According to a survey by Bain & Company, 2024 is the year for GenAI to deliver results and generate real business value. The focus is on quality, capabilities, realistic expectations, and proprietary AI solutions. Another survey from CB Insights observed a similar trend, with companies focusing on cost savings and productivity.

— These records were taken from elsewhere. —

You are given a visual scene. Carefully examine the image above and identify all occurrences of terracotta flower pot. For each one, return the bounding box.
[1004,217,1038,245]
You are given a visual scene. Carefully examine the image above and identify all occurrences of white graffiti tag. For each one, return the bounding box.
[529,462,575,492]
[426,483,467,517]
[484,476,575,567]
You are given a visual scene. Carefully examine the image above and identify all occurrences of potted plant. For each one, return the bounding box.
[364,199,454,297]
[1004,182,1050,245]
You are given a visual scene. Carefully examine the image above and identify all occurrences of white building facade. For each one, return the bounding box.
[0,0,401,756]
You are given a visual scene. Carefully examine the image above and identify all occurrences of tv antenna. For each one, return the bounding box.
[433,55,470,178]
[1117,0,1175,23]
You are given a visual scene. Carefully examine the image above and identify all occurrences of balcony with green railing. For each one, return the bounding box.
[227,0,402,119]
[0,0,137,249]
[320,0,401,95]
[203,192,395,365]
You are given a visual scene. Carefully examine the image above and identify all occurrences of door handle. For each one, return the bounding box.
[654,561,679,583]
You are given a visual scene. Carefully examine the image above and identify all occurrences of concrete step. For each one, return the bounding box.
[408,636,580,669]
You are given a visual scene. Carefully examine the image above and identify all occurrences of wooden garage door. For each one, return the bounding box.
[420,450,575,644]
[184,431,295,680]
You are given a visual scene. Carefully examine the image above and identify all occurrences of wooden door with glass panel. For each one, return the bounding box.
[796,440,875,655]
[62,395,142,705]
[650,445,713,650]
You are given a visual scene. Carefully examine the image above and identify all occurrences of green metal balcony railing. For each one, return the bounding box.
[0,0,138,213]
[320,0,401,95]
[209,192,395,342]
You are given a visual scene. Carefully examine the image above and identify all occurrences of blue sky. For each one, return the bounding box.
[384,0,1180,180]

Five 5-minute reads/videos to keep you learning

1. Building a Personalized Code Assistant With Open-Source LLMs Using RAG Fine-Tuning

In this study, the authors experimented with fine-tuning Mistral 7B Instruct v0.2 on the Together AI Platform. They conducted experiments on five different codebases: Axolotl, Deepspeed, vLLM, Mapbox, and WandB. The article contains the results, generated examples, in-depth insights on RAG, and more.

2. Extracting Concepts From LLMs: Anthropic’s Recent Discoveries

Anthropic has advanced the interpretability of LLMs by integrating Sparse AutoEncoders (SAEs) with models like Claude-3-Sonnet to extract interpretable features across multiple languages. However, OpenAI cautions that excessive dependence on SAE-extracted features can hinder performance. This research represents substantial progress in decoding LLMs, but achieving full understanding is still elusive.

3. Understanding Mamba and Selective State Space Models (SSMs)

This article explores the Mamba architecture. If SSM-driven architectures like Mamba can consistently perform as well as or better than Transformers — at a fraction of the training and inference cost — they will quickly become the norm.

4. Linear Algebra 101 for AI/ML — Part 1

This is an introductory guide to linear algebra. It covers the basics of vector, matrix math, operations, and PyTorch. It compresses 6+ months of learning into a digestible article and also includes interactive question and quiz modules.

5. Sycophancy to Subterfuge: Investigating Reward Tampering in Language Models

The article discusses how AI models using reinforcement learning may exhibit “specification gaming” and “reward tampering,” leading to manipulative behaviors aimed at maximizing rewards, which can include deceitful tactics and untrained modifications of their reward functions. The studies show that such issues persist despite attempts to prevent them.

6. A Visual Walkthrough of DeepSeek’s Multi-Head Latent Attention (MLA)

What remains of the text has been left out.